Here is how Clean Architecture layers map to the feature-based folder structure from Chapter 5:

features/projects/
├── domain/ # Domain Layer
│ ├── entities/
│ │ └── project.ts # Entity definitions (Effect Schema)
│ ├── errors/
│ │ └── project-errors.ts # Domain error types
│ ├── rules/
│ │ └── project-rules.ts # Pure business rule functions
│ └── ports/
│ └── project-repository.ts # Interface (Context.Tag)

├── application/ # Application Layer
│ └── use-cases/
│ ├── create-project.ts
│ ├── update-project.ts
│ └── archive-project.ts

├── infrastructure/ # Infrastructure Layer
│ └── repositories/
│ └── prisma-project-repository.ts

├── components/ # Interface Layer (UI)
│ ├── project-card.tsx
│ ├── project-list.tsx
│ └── project-form.tsx

├── hooks/ # Interface Layer (React hooks)
│ ├── use-projects.ts
│ └── use-project-mutations.ts

└── index.ts # Public API

When to Be Pragmatic

Clean Architecture is a guideline, not a religion.
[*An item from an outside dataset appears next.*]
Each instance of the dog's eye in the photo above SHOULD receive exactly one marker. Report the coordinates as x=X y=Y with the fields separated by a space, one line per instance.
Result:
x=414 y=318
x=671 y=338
Here is when to bend the rules:

Small features can collapse layers

If a feature is a simple CRUD with no business rules, you do not need separate domain, application, and infrastructure directories:

// For simple features, a service file can do everything
// features/tags/services/tag-service.ts
export class TagService extends Context.Tag("TagService")<
TagService,
{
readonly list: () => Effect.Effect<Tag[], DatabaseError>;
readonly create: (name: string) => Effect.Effect<Tag, DatabaseError>;
readonly delete: (id: string) => Effect.Effect<void, DatabaseError>;
}
>() {}

Don't over-abstract early

Start with the simplest structure that respects the dependency rule. Add layers when complexity demands it:

  1. Start: Service + components (all in feature directory)
  2. Grow: Extract domain types and errors when business logic appears
  3. Scale: Introduce use cases when orchestration between multiple services is needed
  4. Mature: Add ports/adapters when you need multiple implementations (e.g., test mocks)

The 80/20 rule

80% of features are straightforward CRUD. Apply full Clean Architecture to the 20% with complex business logic. For the rest, a service layer with proper Effect error types is sufficient.

Summary

  • Domain layer contains pure business logic with no framework dependencies
  • Application layer orchestrates domain logic through use cases
  • Infrastructure layer implements domain interfaces with concrete technology (Prisma, HTTP, etc.)
  • Interface layer wires everything together and presents it to users
  • Dependencies point inward — the domain never depends on infrastructure
  • Be pragmatic — not every feature needs all four layers
  • Effect provides the glue: typed errors in the domain, service interfaces as Context.Tag, dependency injection through layers

This architecture makes the codebase testable (mock infrastructure, test domain logic in isolation), maintainable (changes are localized), and understandable (each layer has a clear responsibility).